Further, here we demonstrate, using [18F]-FDG-PET, that insulin-induced change in brain glucose uptake (BGU) correlates with visceral but not with subcutaneous fat mass. Data from 44 subjects (11 male/33 female, age 45 years [SD 10], BMI 35 kg/m2 [interquartile range 8]), who were studied with [18F]-FDG-PET during fasting and euglycemic hyperinsulinemic clamp with insulin infusion at 40 mU m−2 min−1 were analyzed. BGU was quantified using dynamic PET imaging, and abdominal visceral and subcutaneous fat mass were measured with MRI as detailed in the original publications [10, 11]. Prior to inclusion, each participant gave written informed consent. The studies were approved by the Ethics Committee of the Hospital District of Southwest Finland and conducted in accordance with the Declaration of Helsinki.

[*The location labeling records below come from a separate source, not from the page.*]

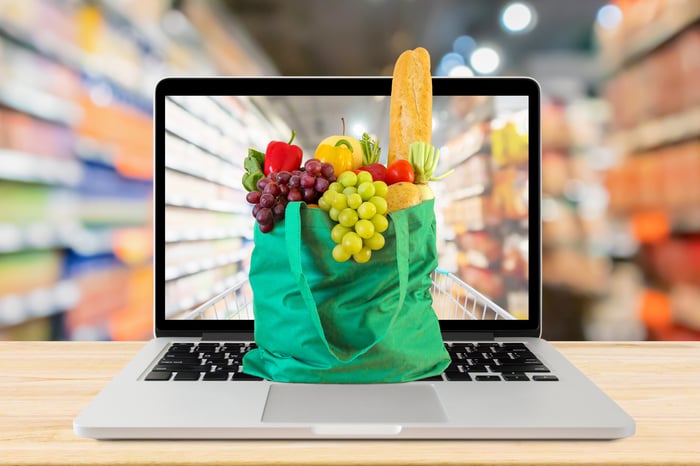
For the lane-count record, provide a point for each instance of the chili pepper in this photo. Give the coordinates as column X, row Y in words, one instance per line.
column 340, row 155
column 282, row 156
column 253, row 169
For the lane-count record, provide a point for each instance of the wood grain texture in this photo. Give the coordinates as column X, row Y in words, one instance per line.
column 43, row 385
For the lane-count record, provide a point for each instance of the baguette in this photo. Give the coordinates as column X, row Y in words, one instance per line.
column 411, row 110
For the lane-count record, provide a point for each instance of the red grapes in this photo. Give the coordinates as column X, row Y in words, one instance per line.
column 278, row 189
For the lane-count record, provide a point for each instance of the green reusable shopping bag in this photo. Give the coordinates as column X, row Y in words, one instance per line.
column 320, row 321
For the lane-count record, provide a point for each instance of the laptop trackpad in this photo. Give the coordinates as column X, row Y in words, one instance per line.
column 353, row 403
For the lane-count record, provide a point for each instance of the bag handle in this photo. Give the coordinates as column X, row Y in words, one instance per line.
column 293, row 243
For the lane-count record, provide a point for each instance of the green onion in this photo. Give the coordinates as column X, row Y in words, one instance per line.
column 424, row 158
column 370, row 150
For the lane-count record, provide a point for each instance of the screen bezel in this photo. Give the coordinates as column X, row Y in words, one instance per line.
column 347, row 86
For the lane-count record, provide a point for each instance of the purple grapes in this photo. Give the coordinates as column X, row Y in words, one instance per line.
column 279, row 189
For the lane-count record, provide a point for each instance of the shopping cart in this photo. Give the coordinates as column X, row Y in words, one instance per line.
column 452, row 299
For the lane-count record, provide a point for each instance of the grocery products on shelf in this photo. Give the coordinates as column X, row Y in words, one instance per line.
column 484, row 203
column 77, row 162
column 208, row 226
column 652, row 70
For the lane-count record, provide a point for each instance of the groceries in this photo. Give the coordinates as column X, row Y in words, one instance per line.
column 275, row 191
column 282, row 156
column 358, row 205
column 343, row 152
column 411, row 110
column 345, row 176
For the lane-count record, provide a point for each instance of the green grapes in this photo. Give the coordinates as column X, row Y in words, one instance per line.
column 358, row 206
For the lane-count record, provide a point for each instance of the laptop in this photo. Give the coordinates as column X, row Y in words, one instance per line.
column 504, row 381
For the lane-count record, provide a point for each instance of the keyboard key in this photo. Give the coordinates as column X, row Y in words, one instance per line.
column 463, row 376
column 160, row 368
column 476, row 368
column 516, row 368
column 545, row 378
column 233, row 347
column 216, row 376
column 180, row 362
column 157, row 375
column 244, row 376
column 187, row 376
column 515, row 377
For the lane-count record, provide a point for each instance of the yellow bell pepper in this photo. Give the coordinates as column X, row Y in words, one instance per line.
column 340, row 155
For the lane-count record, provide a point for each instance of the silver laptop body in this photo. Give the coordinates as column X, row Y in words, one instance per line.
column 552, row 403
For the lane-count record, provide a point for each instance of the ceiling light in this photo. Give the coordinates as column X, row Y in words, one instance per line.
column 358, row 128
column 517, row 17
column 464, row 45
column 485, row 60
column 609, row 16
column 449, row 61
column 461, row 71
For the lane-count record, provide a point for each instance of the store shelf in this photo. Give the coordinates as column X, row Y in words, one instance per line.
column 213, row 206
column 208, row 235
column 39, row 104
column 41, row 302
column 659, row 132
column 114, row 211
column 465, row 193
column 30, row 168
column 653, row 36
column 204, row 176
column 174, row 273
column 70, row 56
column 37, row 236
column 184, row 305
column 201, row 147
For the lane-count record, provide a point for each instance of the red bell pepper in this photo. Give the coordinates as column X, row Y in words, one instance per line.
column 401, row 170
column 282, row 156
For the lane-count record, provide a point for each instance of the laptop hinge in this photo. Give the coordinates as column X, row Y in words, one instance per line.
column 468, row 336
column 227, row 336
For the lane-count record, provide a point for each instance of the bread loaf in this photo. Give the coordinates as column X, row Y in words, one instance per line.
column 411, row 110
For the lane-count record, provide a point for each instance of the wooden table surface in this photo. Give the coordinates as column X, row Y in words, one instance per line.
column 43, row 385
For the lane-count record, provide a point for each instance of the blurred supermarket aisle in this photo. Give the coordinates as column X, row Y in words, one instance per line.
column 621, row 156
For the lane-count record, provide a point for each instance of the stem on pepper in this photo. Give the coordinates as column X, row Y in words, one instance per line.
column 344, row 142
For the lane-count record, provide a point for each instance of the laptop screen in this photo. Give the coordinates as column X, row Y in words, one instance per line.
column 482, row 208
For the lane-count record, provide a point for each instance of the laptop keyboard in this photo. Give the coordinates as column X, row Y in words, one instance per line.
column 479, row 362
column 494, row 361
column 202, row 361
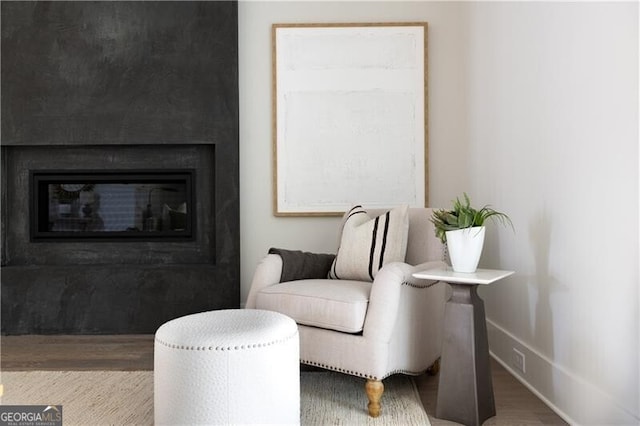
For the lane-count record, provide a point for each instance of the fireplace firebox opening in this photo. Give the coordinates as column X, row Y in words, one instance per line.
column 112, row 205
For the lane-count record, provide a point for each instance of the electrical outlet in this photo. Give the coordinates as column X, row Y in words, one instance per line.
column 518, row 361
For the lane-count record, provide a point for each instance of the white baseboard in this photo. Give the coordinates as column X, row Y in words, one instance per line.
column 570, row 396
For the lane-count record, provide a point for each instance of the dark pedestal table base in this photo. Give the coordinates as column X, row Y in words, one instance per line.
column 465, row 390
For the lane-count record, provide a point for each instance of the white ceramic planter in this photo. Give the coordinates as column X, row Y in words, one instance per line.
column 465, row 248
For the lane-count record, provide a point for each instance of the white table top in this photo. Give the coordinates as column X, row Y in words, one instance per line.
column 481, row 276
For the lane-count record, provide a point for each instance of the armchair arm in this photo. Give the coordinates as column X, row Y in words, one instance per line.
column 282, row 265
column 267, row 273
column 384, row 300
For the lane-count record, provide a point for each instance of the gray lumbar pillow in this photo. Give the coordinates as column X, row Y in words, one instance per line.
column 369, row 243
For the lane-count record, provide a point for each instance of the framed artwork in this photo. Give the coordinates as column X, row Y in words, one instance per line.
column 349, row 117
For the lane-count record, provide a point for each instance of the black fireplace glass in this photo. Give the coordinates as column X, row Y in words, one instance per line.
column 112, row 205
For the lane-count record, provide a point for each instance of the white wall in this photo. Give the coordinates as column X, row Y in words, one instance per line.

We found (Fig. 1) that change in BGU from fasting to insulin-stimulated state correlated positively with visceral fat mass (r = 0.40, p = 0.007), whereas there was no association between increased BGU and subcutaneous abdominal fat mass, confirming thus the finding of Kullmann and colleagues [1]. We however found that the cross-talk between brain and visceral fat occurred in conditions of systemic hyperinsulinemia, and thus the activation of the brain-visceral fat axis could arise either through a direct effect of insulin in the brain, or in the visceral fat, or via bidirectional coupling. As for the differences between subcutaneous and visceral fat, it has been previously shown that the autonomic innervation differs in these two fat depots [12], and a previous study has shown that central insulin action through intranasal insulin administration suppresses systemic but not subcutaneous lipolysis in humans [13], suggesting that the visceral and subcutaneous depots are differently affected by central insulin action, a pattern which may explain also the present findings.

Fig. 1
figure 1

Change in brain glucose uptake between euglycemic hyperinsulinemic clamp and fasting conditions correlated positively with visceral fat mass, but not with abdominal subcutaneous fat mass. Pink circles are female participants, and blue circles are males (a). The data of Kullmann et al. and ours show that brain insulin resistance defined as smaller hypothalamic responsiveness to intranasal insulin or as increased BGU during hyperinsulinemic euglycemic clamp relates with visceral fat mass. Moreover, brain insulin resistance assessed with MEG and PET predicts worse metabolic outcome at follow-up (FU). Taken together, brain insulin resistance seems to be involved in the pathogenesis of systemic insulin resistance (b, c). MEG can address cortical areas (pink color), BOLD fMRI can detect perfusion changes in response to stimuli in very small brain areas, like the hypothalamus (red), while PET measures metabolism at the whole-brain or larger regional levels (orange) (the cartoons inside the brain represent neurons and astrocytes) (b)

Based on the consistency of our findings and those reported by Kullmann et al., it is likely that all three definitions for brain insulin resistance may functionally converge, with insulin resistance in the brain manifesting as both impaired regional neuronal responsiveness to insulin and globally altered tissue metabolism. Furthermore, these studies using different methods indicate that visceral adiposity is linked to brain insulin resistance. Although findings from one neuroimaging method might eventually be translated into the findings of another, more studies combining different approaches on same study subjects are warranted to establish the relationship between different features of brain insulin resistance and their functional consequences.